The national high school graduation rate has slipped in recent years, despite an array of public and private efforts to boost the percentage of students going on to college. But some districts are beating the odds, succeeding with many students who otherwise may have fallen through the cracks.
The percent of students earning a standard diploma in four years shifted from 69.2 percent in 2006 to 68.8 percent in 2007, according to an analysis of the most recent data in “Diplomas Count 2010.” It was the second consecutive year of decline, says the report, which was released Thursday by Education Week and the Editorial Projects in Education (EPE) Research Center, a nonprofit in Bethesda, Md.
That translates to 11,000 fewer graduates in 2007 than in 2006. At its peak in 1969, the national graduation rate was 77 percent.
“The progress on graduation rates has stalled.... We need to ramp up efforts on ... holding schools accountable and [promoting] interventions that will actually address the problem,” says Lyndsay Pinkus, director of strategic initiatives at the Alliance for Excellent Education, a Washington policy group that promotes high school reform.
On the more hopeful side, the report identifies 21 big-city “overachievers” that posted much higher graduation rates than would be expected based on a range of factors including demographics and poverty. Five such districts outpaced expectations by 18 percentage points or more: Newport-Mesa Unified in California; David Douglas in Portland, Ore.; Texarkana Independent in Texas; Memphis City in Tennessee; and Visalia Unified in California.
At Newport-Mesa, 86 percent graduated within four years, compared with the 57 percent that researchers calculated for the “expected” graduation rate. The district’s 22,000 students cover the gamut of socioeconomic backgrounds in Newport Beach and Costa Mesa. About 40 percent are Latino.

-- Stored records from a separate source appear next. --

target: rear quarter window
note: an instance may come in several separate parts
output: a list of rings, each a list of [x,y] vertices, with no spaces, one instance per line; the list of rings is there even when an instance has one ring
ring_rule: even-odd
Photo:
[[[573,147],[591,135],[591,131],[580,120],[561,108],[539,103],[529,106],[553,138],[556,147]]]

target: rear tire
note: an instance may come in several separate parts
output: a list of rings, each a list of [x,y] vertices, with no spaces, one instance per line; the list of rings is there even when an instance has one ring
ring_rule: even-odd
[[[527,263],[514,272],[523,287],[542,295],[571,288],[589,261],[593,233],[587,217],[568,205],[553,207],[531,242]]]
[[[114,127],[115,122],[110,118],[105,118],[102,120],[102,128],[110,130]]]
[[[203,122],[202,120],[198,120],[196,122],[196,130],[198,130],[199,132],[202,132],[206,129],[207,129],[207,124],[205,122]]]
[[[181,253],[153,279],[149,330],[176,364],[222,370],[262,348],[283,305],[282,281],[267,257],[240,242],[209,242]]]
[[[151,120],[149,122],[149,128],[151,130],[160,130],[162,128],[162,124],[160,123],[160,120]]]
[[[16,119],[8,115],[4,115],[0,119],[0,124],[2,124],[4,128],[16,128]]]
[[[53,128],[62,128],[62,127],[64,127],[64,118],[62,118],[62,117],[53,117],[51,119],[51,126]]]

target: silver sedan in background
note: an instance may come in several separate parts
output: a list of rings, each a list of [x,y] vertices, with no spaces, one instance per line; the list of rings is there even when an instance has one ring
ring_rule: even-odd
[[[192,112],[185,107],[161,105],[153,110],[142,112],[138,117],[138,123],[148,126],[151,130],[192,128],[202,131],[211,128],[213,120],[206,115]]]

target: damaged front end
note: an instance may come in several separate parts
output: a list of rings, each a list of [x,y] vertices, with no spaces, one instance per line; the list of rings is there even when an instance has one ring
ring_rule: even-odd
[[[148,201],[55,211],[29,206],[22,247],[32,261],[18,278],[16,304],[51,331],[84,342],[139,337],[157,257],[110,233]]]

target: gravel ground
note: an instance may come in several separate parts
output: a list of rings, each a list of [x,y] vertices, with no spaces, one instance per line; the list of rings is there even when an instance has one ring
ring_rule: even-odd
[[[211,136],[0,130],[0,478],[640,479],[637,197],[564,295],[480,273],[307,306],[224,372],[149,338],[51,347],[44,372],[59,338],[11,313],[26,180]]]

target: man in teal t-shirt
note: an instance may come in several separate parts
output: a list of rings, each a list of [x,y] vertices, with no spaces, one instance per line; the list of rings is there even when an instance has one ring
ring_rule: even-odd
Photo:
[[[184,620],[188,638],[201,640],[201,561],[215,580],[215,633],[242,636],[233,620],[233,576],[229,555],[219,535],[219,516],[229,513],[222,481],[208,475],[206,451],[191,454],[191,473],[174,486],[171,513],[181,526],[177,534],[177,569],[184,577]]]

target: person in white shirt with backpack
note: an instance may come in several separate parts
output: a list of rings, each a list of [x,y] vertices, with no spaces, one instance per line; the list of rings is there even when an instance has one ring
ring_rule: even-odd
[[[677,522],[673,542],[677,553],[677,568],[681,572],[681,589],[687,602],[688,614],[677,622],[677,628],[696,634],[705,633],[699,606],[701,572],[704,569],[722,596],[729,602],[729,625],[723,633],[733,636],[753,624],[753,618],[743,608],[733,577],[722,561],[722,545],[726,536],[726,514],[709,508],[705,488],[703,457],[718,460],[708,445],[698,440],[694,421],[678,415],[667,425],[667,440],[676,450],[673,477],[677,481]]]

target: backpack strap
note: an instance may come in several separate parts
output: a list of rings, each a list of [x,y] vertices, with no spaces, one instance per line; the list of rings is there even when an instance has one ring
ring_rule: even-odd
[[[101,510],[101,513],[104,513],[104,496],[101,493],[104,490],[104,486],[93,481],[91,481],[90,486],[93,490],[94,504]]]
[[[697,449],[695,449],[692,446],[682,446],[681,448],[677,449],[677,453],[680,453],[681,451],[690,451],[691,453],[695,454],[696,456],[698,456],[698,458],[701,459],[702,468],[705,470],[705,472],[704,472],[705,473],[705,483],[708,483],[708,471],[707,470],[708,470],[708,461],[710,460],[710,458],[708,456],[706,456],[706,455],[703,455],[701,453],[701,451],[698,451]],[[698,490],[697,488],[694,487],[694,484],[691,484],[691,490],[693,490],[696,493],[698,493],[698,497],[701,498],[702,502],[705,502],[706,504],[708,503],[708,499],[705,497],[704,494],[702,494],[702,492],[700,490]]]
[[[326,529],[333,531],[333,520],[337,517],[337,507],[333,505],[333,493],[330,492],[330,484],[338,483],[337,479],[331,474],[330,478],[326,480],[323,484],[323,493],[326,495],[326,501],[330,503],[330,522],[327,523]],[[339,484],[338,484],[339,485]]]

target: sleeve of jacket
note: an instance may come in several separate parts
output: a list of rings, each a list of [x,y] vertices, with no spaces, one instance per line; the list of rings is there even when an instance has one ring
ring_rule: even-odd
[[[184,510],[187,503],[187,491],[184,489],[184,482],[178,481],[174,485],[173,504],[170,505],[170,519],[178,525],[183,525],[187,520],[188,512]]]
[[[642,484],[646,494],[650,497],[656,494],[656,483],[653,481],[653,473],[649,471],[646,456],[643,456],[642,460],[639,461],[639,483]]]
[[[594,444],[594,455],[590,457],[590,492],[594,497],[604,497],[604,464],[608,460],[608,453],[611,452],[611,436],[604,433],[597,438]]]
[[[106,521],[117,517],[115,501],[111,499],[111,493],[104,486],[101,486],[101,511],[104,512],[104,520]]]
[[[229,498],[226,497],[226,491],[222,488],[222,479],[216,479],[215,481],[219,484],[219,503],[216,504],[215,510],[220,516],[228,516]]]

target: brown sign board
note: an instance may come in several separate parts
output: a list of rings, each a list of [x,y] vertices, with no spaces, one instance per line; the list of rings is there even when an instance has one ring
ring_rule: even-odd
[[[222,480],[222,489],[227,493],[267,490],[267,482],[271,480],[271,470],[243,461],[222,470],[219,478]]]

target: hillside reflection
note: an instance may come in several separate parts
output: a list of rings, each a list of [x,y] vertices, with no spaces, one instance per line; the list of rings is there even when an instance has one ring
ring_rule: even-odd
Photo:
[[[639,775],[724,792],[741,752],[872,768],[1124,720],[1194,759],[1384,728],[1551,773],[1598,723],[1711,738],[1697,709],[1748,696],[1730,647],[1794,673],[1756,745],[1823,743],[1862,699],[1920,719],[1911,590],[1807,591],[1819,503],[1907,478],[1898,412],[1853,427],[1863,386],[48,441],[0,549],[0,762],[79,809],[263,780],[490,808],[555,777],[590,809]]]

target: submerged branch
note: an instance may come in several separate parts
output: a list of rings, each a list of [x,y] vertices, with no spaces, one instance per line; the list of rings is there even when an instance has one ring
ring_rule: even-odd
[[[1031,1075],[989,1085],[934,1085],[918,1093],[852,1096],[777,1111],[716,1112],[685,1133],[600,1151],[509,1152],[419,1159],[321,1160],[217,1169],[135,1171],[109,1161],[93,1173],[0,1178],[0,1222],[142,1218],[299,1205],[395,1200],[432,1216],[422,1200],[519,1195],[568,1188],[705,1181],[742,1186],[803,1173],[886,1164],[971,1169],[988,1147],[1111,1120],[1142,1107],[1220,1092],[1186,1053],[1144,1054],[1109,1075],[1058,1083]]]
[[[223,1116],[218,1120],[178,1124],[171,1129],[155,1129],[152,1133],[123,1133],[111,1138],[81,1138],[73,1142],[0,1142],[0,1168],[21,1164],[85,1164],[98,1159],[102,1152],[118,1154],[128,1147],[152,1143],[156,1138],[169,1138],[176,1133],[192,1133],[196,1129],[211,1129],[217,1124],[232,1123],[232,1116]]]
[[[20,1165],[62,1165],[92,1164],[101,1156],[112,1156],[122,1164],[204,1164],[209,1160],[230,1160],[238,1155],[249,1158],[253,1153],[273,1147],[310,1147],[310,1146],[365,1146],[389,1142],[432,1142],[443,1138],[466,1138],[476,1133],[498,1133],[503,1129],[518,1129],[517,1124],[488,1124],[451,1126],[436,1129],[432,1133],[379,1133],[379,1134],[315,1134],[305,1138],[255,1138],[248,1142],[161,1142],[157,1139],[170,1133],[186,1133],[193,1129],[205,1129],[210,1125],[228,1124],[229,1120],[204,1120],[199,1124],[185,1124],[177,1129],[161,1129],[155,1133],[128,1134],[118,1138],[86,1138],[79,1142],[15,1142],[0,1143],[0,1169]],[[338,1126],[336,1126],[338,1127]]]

“When the school board hired me four years ago ... they said, ‘We don’t want to lose one single student,’ ” says Newport-Mesa superintendent Jeffrey Hubbard. “Students who are struggling in our comprehensive high schools have other alternatives,” he says, including hands-on classes at community colleges, where they can simultaneously work toward an associate’s degree.
Another reason Mr. Hubbard says graduation rates have improved: a collaborative approach to student progress. “We ask ourselves ... what do students need to learn ... and how do we respond if they’re not? [We] really look at whether kids are getting it,” he says.
“Diplomas Count” computes the percentage of public-school students who graduate with a standard high school diploma in four years by using a method known as the Cumulative Promotion Index, which enables comparisons across all districts.
Racial and ethnic gaps persist, the report notes. Forty-six percent of black students, 44 percent of Latinos, and 49 percent of native Americans did not earn a diploma in four years.
The numbers can be important even for families with no children in school, Ms. Pinkus notes. If dropouts were reduced by half in America’s 50 largest cities, the graduates’ extra earnings would add up to about $4.1 billion a year, which would increase state and local tax revenue by as much as $536 million, according to a recent analysis by the Alliance for Excellent Education.
By 2011-12, the US Department of Education will be holding states accountable for progress in four-year graduation rates.